Well, all right, not everything. He usually fixates on a few things at a time. Right now it's socks and toilet paper. Last week it was milk bottles and envelopes. Before that it's been bags, belts, books, boots, bottles, cardboard, carpeting, couches, doors, eyeglasses, fingers, magazines, pencils, pet beds, pillows, printer paper, power cords, sheets, slippers, sneakers, sticks, sunglasses, coffee tables, tea towels, watches, wires, and yarn balls.
He's been a dictionary of destruction.
He even chewed a hole in the tile floor in the kitchen. That one took some gumption. I guess we're not getting that pet deposit back.
We call it his ‘numming’ problem, as in, after we correct him, he must be thinking, “Aww, I thought it was for numming.”
Before I continue…
I should clarify that he's not a bad dog. Otis is very sweet, has a great temperament, is quite smart, and plays well with other people, children, and dogs. It's because he's otherwise such a good dog that his constant chewing is all the more frustrating.
No, it's not teething
When he was little, we accepted that it would happen. After all, dogs use their mouths to explore. It's natural. Especially when they're teething.
But it hasn't shown any signs of slowing down, even though he's almost a year old now.
There's no good advice
The books on dog training have been, frankly, useless. Allow me to summarize the advice from the dozens of books that we've read.
Chewing is mostly an owner-absent problem
No, we don't let him roam the house freely while we're not around; he stays in his crate. This is when he's best behaved. He's awesome in his crate.
And, no, I work from home so it's not like he's in his crate all day. NEXT!
Give them plenty of their own toys
Yes, he has plenty of toys; bones, balls, ropes, squeakers, you name it. He even plays with them sometimes! NEXT!

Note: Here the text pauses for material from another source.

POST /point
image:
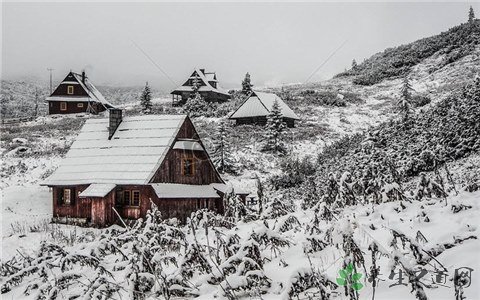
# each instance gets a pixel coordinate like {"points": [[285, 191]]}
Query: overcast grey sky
{"points": [[276, 42]]}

Make sure none of their toys resemble your things
The idea here is that you shouldn't give your puppy an old shoe and then act surprised that they think it's OK to chew shoes.
I'm pretty sure his toys don't look like USB thumb drives or remote controls. NEXT!

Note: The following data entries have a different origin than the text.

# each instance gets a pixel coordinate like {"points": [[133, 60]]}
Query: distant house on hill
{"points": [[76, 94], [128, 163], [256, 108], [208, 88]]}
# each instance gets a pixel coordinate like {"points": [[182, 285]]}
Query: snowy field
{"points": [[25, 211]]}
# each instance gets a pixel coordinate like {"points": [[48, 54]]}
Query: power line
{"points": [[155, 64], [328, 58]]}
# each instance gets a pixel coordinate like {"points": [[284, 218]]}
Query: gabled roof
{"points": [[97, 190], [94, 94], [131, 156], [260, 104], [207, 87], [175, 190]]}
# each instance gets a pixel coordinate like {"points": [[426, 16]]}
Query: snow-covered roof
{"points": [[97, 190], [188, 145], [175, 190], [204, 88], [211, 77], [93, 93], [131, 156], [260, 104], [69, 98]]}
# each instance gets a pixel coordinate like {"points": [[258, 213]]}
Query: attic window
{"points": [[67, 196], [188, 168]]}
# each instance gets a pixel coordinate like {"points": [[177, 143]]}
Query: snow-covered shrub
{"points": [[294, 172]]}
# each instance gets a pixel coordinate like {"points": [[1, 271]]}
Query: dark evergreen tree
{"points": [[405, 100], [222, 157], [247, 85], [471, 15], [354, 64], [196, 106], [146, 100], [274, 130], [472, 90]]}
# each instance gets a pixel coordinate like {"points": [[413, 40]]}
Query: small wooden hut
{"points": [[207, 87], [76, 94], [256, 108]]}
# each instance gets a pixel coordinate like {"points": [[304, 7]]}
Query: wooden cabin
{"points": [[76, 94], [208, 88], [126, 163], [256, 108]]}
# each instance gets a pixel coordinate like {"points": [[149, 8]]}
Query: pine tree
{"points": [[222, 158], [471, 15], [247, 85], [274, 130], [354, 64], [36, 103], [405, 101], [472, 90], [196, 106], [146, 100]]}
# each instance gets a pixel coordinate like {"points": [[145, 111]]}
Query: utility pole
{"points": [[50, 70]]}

They'll chew less if you exercise them
Every book and my-dog-is-a-problem TV show on the planet says this. I walk Otis twice a day. It seems to only energize him for more chewing. NEXT!
Put your things away
This worked until the puppy figured out how to open doors and drawers. Sometimes I'm convinced we adopted a velociraptor. NEXT!
Most dogs would dare not chew anything in front of their master
Hah! Right. Otis is not most dogs; in fact, he's rather fearless. As I'm typing this he got into the laundry and high-stepped over to me to show me the nice pair of panties he found. (Note: I can't believe I have to clarify this: not my panties.)
It's best to never take your eyes off of him. NEXT!
Teach them “leave it” so they learn that not everything is for chewing
The theory here is that if the pup has something he shouldn't, it's better to instruct them to "leave it" instead of just saying "NO!"
"Leave it" is the most-spoken phrase in our household, beating out old standards like "I love you" and "Let's watch Mad Men."
To be honest, after we started teaching leave it, Otis has gotten slightly better at it. What do I mean by "better"?
Like a novice poker player, Otis has developed a tell: if he's chewing one of his toys and we catch him, he carries on. But if he's chewing something he shouldn't be, he darts away.
It goes like this every fifteen minutes or so.
Whatcha got there, Otis?
- Looks up. Bolts off, leaving a puppy-shaped dust cloud.
Hey! LEAVE IT!
- Runs into the living room. Jumps on the couch. Waits.
Catches up to dog.
- Drops the precious thing. Looks sad. He thought it was for numming.
The precious thing is destroyed
This is why we can't have nice things!
I say that's better because instead of jumping on the couch, he used to shimmy under the bed.
So, yeah, the advice from most books has been pretty lackluster. 10 months in and none of it seems to be having much of an effect.
Things keep getting stranger
The latest last straw came while I was at my parent's house for my brother's wedding last month. Otis went on a numming rampage that ended with him destroying one of Dad's belts.
This prompted Kristin and I to pay a visit to Barnes and Noble and go through every dog book they had on hand, looking for any new ideas.
The only new advice we found was from, of all things, Dog Training for Dummies, which blessedly acknowledged that dog chewing is something that happens.
To deal with it, it had one new, albeit strange, suggestion: "Be upset with the thing that the dog is chewing."
Here's the idea: you treat the dog how you might treat a child that's reaching for a hot stove. They don't know any better, but you have to impart to them that a hot burner is a very bad thing. So you tell them, "No! The stove is dangerous! Stay away!"
So for a dog, you take away the precious forbidden object, and then yell at the object. "Bad sock! Very bad sock!" While you get mad at the sock, you don't yell at the dog. They eventually pick up that the sock is dangerous and you're just trying to keep them safe.
Strange? Yep. Would it work? Shrug. But, hey, it was a new idea.
I'll say this: our lives are infinitely weirder since we started giving this a try.
"Bad dryer sheet!"
"Bad iPod charging cable!"
It's become something of a legend in our families.
While walking the dog, I find that I constantly have to explain to strangers why I'm yelling at a stick.
Perhaps now I'm the neighborhood kook.
I'll let you know how it works out
So, progress is slow. Maybe he's a little better. If this works, I'll let you know.
In the meantime, has anyone else dealt with a chewing problem?
2011 Jan 25: I forgot about covering things with bitter spray!